Tajik energy crisis spells more winter hardship

05 Jan, 2009

Impoverished Tajikistan said Sunday it had stopped receiving electricity from energy-rich Turkmenistan due to problems with transit country Uzbekistan, deepening a winter energy crisis.
Supplies from Turkmenistan across a sliver of Uzbek territory had been stopped because "Tajikistan still hasn't signed a new contract for transit" with Uzbekistan, a spokesman for state-run Tajik Electricity told AFP.
Talks were still under way with Uzbekistan on securing an electricity transit agreement for 2009, the spokesman said.
The news meant extra hardship for residents in the mid-winter cold period.
Villages in this mountainous Central Asian state, the poorest country in the former Soviet Union, receive just six hours of electricity a day on average.

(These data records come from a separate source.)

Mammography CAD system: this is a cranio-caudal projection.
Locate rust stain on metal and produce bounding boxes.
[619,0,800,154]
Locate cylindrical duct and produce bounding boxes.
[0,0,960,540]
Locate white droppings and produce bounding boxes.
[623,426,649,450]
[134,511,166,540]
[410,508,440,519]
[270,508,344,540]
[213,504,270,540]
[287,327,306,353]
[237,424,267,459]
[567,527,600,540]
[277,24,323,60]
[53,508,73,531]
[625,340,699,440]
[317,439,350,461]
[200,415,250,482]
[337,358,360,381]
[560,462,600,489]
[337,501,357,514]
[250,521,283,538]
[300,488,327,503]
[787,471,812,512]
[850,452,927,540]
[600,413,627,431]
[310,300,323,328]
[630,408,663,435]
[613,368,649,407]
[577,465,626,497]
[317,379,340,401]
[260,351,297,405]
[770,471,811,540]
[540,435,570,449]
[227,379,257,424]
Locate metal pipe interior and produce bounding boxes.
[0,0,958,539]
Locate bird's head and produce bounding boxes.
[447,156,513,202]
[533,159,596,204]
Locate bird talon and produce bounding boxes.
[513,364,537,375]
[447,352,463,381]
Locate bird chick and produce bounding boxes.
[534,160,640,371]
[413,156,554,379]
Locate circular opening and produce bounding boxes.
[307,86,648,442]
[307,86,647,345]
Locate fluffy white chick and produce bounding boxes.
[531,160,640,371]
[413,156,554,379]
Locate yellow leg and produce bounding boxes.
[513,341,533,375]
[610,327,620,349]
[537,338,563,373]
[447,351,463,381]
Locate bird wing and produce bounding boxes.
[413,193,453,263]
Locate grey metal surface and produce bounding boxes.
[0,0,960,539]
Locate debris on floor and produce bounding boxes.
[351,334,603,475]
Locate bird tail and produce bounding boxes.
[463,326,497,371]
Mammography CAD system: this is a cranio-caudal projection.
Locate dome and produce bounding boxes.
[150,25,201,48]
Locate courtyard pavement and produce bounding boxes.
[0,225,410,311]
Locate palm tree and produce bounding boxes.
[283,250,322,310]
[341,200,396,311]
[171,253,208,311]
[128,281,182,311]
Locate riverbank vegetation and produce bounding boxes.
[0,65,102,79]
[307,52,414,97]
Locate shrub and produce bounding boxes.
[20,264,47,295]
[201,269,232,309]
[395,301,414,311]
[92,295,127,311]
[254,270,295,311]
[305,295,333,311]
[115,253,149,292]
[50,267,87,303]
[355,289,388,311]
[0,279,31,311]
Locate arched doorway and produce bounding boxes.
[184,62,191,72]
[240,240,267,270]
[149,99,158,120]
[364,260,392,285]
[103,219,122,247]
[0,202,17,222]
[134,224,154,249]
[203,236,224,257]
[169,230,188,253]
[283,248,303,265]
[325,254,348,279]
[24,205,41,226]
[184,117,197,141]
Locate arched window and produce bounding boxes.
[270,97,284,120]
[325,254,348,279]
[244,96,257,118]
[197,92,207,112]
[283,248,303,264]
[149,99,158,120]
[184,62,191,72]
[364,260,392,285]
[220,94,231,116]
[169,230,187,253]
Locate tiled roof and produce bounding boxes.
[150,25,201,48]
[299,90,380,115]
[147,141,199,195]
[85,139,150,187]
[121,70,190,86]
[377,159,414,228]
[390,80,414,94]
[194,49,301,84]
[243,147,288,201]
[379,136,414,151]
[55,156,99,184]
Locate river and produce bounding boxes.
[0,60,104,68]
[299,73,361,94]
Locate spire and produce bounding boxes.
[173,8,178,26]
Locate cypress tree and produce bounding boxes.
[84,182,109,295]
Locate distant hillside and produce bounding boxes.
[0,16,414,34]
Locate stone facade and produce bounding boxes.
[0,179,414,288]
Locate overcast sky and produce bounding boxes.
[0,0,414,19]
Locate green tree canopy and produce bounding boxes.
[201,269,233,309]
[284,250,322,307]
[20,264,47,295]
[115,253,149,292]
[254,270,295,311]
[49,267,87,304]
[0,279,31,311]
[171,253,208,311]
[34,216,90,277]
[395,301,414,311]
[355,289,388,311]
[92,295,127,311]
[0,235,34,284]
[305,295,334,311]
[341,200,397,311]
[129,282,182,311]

Tajik authorities have had a deal to receive 1.2 billion kilowatt hours of electricity annually from Turkmenistan starting in the autumn of 2007.
The latest problems came after Uzbekistan last month cut by half the gas it provides to Tajikistan, the most impoverished state in the former Soviet Union, due to a 10-million dollar debt.
That debt is still not settled and the Uzbek gas deliveries are still at half their normal level. Currently a central route for the illegal drug trade from Afghanistan, Tajikistan plans to develop the hydropower potential of its mountain streams and rivers. Eventually, it wants to become a net export of power to surrounding states including Afghanistan.